Il souligne ainsi que l’acheteur dans ce type de projet est amené à développer des outils et méthodes nouvelles pour pouvoir non seulement évaluer l’aptitude de fabrication des potentiels fournisseurs mais aussi leurs aptitudes de conception. Ils doivent aussi apprendre à ajouter deux dimensions nouvelles lors des négociations : la propriété de l’innovation et le partage des risques. Il se trouve également à renforcer son rôle de pivot de la relation – et non plus de goulot d’étranglement – en allant chercher de manière proactive l’information, commerciale comme technique, et en la poussant ensuite aux multiples parties-prenantes.
Une étude pionnière en la matière est celle développée par Finn Wynstra dans son travail de thèse où il étudie plusieurs cas d’implication des achats dans le développement de nouveaux produits et ce dans différents secteurs industriels, aux Pays Bas et en Suède.
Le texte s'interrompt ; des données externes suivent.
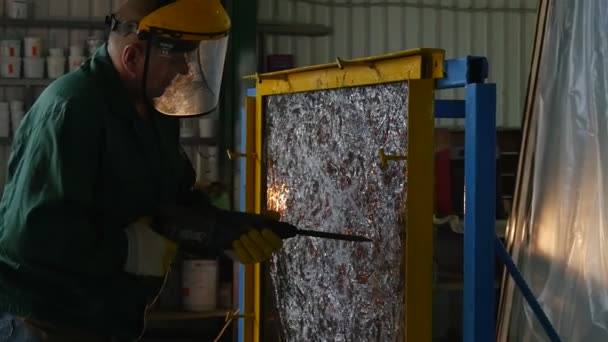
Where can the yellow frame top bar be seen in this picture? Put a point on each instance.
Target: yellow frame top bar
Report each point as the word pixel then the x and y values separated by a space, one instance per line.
pixel 393 67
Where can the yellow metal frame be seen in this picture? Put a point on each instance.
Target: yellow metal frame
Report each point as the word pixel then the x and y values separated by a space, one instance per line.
pixel 420 68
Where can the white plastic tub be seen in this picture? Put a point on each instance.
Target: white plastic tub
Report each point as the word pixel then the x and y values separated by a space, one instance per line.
pixel 10 67
pixel 33 67
pixel 32 46
pixel 10 48
pixel 199 285
pixel 55 66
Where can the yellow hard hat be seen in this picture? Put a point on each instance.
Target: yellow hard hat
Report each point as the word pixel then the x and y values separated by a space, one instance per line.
pixel 187 20
pixel 193 35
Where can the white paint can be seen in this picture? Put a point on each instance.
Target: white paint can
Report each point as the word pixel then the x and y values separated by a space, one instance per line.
pixel 76 51
pixel 75 62
pixel 18 9
pixel 55 66
pixel 33 67
pixel 16 117
pixel 55 52
pixel 199 284
pixel 10 48
pixel 10 67
pixel 32 46
pixel 5 123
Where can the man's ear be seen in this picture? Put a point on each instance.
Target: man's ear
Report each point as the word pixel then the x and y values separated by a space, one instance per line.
pixel 132 59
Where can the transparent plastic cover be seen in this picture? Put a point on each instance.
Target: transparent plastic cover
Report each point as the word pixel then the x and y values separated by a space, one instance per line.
pixel 196 80
pixel 323 174
pixel 560 228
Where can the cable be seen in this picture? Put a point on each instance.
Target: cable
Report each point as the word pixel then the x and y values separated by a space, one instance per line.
pixel 333 3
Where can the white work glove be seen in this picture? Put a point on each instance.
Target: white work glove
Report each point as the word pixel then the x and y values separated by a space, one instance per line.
pixel 149 253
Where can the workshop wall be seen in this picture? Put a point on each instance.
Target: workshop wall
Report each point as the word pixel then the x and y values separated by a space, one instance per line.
pixel 502 30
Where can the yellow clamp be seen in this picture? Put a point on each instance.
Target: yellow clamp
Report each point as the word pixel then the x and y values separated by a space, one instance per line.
pixel 232 155
pixel 384 158
pixel 231 316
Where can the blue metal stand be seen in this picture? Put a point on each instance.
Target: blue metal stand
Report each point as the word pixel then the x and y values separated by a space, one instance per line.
pixel 480 241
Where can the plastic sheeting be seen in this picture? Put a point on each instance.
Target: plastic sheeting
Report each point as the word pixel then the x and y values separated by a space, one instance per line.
pixel 323 174
pixel 560 236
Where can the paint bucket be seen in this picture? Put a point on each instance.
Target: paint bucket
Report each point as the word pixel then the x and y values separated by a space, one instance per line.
pixel 76 51
pixel 10 48
pixel 75 62
pixel 211 169
pixel 32 46
pixel 16 106
pixel 5 123
pixel 55 66
pixel 18 9
pixel 187 128
pixel 10 67
pixel 199 284
pixel 33 67
pixel 55 52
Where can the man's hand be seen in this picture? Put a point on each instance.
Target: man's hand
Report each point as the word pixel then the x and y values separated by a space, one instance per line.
pixel 250 238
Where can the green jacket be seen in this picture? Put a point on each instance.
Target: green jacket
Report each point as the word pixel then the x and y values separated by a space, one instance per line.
pixel 82 167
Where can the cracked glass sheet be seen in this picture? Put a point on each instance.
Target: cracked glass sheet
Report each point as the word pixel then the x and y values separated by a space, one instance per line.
pixel 323 173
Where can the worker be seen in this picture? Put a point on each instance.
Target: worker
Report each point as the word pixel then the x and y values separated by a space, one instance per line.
pixel 99 193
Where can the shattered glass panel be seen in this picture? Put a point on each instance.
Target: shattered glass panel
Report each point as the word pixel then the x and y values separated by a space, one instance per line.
pixel 323 173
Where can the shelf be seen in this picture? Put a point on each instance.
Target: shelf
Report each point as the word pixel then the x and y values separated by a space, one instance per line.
pixel 293 29
pixel 263 26
pixel 194 141
pixel 167 315
pixel 27 82
pixel 190 141
pixel 64 23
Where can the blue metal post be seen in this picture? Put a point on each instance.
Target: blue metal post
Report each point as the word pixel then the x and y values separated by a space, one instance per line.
pixel 480 212
pixel 505 257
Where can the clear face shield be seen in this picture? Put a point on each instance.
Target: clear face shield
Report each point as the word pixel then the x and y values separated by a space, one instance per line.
pixel 183 78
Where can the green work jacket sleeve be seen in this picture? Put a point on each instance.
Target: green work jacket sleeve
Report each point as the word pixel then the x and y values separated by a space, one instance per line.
pixel 57 164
Cette base lui permet de proposer la première caractérisation de l’acheteur impliqué sur des projets de développement de nouveaux produits. Ses travaux seront un socle pour la littérature sur l’implication précoce des achats dans le développement de nouveaux produits (EPI pour early purchasing involvment) en parallèle du développement de la littérature plus prolixe sur l’implication précoce des fournisseurs (ESI pour early supplier involvement).
En 2000, Calvi prophétise l’arrivée d’une nouvelle catégorie d’acheteur spécifiquement dédiée aux projets les plus exploratoires. Mais ses premières apparitions ne sont documentées qu’au mitan des années 2000. D’une part au sein d’un équipementier automobile français. D’autre part, à travers nos propres travaux car nous avons eu l’opportunité de travailler au sein d’un autre équipementier automobile français qui avait développé un dispositif similaire.
L’explosion de l’open innovation et l’émergence de l’acheteur-innovation
Au début des années 2010, avec le large développement de l’Open Innovation dans les grands groupes internationaux, la pratique s’est développée, en France comme en Europe, gagnant d’autres secteurs comme celui de l’industrie, de l’aéronautique ou de la pharmacie. Au début des années 2020, un quart des grandes entreprises françaises ont au moins une personne dédiée à l’innovation dans les Directions des Achats. A travers sa position croissante dans l’innovation, la fonction Achats gagne petit à petit des lettres de noblesse dans la participation au développement de son organisation.